Cette dignité ne ralentit point son ardeur pour l'étude; parvenu à la dignité suprême, il disait qu'il n'y a personne au monde à qui il convienne mieux de beaucoup savoir qu'à un pontife romain. Dans le cours de son règne, qui dura treize ans, il fonda vingt-trois colléges ou séminaires, il soutint l'université romaine, déjà un peu remise sous Paul III, des désastres du pontificat de Clément VII; il y attacha les plus savants professeurs. Il éleva de superbes édifices, tant à Rome que dans plusieurs villes de l'état ecclésiastique; il ouvrit de toutes parts de nouveaux chemins; et tandis, qu'en digne chef de l'Église, il en répandait les trésors pour le soulagement de l'indigence, il ne les versait pas moins libéralement pour l'encouragement des arts utiles, des lettres et des beaux-arts [130].
[Note 130: ] [ (retour) ] Tiraboschi, t. VII, part. I, p. 28.
L'astronomie et le droit canon lui doivent deux grandes réformes, celles du calendrier romain et du recueil des lois canoniques, connu sous le nom de Décret de Gratien [131]. La réforme du calendrier fut provoquée par un homme inconnu, nommé Louis Lilio, né, non pas à Vérone, comme l'a dit Montucla dans son Histoire des mathématiques [132], ni à Rome, comme d'autres l'ont prétendu, mais dans la Calabre [133]. Le calendrier de l'Église, adopté dans le quatrième siècle [134] par le premier concile de Nicée, supposait que le cours du soleil correspondait précisément à trois cent soixante-cinq jours et six heures, et que dix-neuf années solaires équivalaient à deux cent trente-cinq lunaisons. Ces deux erreurs avaient fait, dans l'espace de plusieurs siècles, que l'équinoxe de mars, qui arrivait le 21 du mois, au temps de ce concile, avait rétrogradé jusqu'au 11 dans le seizième siècle, et que les nouvelles lunes anticipaient de quatre jours. Dix jours ôtés au mois d'octobre, en 1582, ramenèrent les équinoxes à l'ancienne époque; et la suppression du bissexte, dans la dernière année de chaque siècle, à l'exception de celle qui termine chaque quatrième siècle, prévint le même dérangement pour l'avenir. Enfin l'équation introduite dans le cycle de dix-neuf ans [135], et non pas l'invention de l'épacte, déjà connue depuis long-temps [136], remit d'accord l'année solaire et l'année lunaire.

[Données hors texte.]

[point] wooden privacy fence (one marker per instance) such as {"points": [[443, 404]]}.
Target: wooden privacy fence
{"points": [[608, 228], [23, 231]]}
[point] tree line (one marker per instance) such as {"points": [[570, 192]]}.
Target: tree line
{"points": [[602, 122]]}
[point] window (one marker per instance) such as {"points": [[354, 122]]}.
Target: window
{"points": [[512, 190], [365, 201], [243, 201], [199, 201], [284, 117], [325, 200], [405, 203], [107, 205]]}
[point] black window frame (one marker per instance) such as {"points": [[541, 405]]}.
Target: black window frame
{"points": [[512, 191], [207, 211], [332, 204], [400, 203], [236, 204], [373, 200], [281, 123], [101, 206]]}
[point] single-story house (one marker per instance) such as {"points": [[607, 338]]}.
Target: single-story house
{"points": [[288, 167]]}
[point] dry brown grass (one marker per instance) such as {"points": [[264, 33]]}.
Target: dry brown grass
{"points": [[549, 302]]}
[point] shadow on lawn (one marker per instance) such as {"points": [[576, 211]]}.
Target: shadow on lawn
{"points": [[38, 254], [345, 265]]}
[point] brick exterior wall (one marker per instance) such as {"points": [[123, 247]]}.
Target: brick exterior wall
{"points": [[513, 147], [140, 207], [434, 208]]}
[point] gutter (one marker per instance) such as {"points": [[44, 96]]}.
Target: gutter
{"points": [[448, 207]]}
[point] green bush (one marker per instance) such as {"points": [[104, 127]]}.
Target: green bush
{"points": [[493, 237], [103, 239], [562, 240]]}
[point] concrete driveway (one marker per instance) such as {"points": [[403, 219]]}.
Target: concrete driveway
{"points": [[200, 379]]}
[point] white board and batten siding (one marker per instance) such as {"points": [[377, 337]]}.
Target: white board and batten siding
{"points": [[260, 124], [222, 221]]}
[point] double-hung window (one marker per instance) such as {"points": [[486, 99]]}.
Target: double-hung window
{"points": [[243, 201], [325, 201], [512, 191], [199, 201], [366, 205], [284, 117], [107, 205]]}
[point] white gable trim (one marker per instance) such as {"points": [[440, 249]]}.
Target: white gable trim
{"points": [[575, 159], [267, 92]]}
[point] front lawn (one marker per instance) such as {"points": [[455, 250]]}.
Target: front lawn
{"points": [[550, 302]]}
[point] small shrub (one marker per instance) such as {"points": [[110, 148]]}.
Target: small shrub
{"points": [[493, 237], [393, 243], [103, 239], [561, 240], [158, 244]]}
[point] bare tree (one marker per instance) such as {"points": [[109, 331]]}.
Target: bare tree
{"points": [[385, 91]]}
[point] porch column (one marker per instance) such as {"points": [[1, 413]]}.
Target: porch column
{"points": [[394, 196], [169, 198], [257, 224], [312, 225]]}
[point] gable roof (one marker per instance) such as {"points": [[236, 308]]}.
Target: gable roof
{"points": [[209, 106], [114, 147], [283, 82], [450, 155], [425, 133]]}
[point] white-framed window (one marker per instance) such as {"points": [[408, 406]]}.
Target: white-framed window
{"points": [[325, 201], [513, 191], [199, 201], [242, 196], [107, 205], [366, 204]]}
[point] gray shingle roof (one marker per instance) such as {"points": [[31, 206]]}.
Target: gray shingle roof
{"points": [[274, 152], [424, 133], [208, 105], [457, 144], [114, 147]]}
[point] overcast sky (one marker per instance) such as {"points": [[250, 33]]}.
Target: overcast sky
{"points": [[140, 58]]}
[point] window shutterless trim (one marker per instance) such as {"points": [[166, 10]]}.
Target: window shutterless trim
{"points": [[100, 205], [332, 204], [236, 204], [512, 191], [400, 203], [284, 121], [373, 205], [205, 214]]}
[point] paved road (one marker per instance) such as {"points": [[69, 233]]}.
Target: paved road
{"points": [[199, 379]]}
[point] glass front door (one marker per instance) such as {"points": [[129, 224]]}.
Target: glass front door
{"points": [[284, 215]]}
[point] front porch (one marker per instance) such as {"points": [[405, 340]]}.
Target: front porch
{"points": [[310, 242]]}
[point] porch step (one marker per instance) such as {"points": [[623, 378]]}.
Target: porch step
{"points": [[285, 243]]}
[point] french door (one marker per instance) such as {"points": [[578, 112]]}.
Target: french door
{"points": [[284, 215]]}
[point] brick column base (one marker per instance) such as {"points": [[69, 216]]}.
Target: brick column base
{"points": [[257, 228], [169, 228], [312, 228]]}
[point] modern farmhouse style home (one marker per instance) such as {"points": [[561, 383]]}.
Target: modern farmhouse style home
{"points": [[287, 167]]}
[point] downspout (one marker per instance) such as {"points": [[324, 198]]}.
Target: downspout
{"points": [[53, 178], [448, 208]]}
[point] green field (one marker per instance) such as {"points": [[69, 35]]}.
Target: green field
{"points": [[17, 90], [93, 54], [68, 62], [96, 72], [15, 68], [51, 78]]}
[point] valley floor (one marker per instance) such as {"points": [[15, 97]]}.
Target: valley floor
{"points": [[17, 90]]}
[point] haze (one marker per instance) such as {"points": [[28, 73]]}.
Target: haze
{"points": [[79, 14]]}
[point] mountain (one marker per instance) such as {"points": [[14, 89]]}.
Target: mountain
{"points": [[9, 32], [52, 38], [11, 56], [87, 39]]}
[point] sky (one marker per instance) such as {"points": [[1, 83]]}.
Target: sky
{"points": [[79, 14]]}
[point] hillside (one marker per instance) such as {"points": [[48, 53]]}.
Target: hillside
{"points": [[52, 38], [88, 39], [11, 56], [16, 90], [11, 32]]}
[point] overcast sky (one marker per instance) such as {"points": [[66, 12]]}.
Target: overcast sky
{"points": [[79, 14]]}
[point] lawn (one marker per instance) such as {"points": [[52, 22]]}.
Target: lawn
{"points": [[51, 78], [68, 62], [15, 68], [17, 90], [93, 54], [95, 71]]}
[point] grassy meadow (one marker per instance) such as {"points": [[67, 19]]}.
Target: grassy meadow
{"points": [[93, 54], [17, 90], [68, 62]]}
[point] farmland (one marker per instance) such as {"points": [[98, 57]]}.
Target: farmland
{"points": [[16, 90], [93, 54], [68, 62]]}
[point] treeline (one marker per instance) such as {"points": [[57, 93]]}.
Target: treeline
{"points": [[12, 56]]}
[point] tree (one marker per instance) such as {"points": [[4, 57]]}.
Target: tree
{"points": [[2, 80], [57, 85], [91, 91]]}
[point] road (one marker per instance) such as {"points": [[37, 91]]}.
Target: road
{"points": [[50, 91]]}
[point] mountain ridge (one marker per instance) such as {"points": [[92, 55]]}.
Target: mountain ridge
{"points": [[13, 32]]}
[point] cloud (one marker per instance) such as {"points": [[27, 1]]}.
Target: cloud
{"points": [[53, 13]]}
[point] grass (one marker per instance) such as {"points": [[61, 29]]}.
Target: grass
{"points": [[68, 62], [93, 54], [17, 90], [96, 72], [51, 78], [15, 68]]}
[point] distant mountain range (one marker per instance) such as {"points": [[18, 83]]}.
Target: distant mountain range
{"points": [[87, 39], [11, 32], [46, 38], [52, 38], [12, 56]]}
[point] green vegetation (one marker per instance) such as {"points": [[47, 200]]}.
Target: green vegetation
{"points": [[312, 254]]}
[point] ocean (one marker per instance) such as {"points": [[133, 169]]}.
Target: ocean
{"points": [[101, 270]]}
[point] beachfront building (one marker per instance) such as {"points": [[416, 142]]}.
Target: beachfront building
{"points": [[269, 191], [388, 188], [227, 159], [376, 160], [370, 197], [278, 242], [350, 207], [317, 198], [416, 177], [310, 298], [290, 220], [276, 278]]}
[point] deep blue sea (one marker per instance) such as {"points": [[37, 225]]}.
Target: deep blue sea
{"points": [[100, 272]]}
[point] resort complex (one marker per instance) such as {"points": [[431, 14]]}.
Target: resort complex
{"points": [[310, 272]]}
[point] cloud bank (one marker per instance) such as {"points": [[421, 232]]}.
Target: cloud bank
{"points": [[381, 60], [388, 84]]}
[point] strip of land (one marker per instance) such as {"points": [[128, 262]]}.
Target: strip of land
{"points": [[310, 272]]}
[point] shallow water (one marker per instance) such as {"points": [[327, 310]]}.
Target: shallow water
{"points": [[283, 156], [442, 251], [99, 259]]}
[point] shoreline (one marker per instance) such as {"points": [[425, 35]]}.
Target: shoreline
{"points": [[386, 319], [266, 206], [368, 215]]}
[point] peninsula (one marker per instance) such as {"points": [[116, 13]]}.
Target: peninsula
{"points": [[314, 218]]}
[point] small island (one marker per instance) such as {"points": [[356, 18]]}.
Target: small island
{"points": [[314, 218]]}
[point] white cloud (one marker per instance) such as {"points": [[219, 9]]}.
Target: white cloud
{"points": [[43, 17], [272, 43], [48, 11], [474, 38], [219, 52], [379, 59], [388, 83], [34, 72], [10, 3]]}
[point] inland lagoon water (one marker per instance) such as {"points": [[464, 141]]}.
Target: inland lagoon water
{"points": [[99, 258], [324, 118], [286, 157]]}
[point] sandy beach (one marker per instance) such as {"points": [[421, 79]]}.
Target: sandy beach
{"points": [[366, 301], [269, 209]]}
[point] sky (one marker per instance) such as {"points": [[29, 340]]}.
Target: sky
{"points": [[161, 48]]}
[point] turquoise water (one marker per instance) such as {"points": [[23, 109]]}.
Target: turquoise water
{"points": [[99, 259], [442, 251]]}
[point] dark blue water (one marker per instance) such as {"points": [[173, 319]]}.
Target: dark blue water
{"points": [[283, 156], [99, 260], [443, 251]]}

[Note 131: ] [ (retour) ] Voyez t. I de cette Histoire litt., p. 147.
[Note 132: ] [ (retour) ] T. I, p. 586.
[Note 133: ] [ (retour) ] Tiraboschi, ub. supr., p. 390.
[Note 134: ] [ (retour) ] En 325.
[Note 135: ] [ (retour) ] Le nombre d'or de l'Athénien Methon donnait dix-neuf ans à la révolution par laquelle la lune revient au même point du ciel; il ne s'en manque qu'une heure et demie, méprise insensible dans un siècle, et considérable après plusieurs siècles. (Voltaire, Essai sur les Mœurs et l'Esprit des Nations, c. 183.)
[Note 136: ] [ (retour) ] Ab. Ximenès, Introd. au Gnomon de Florence, p. cii et suiv., cité par Tiraboschi, ub. supr.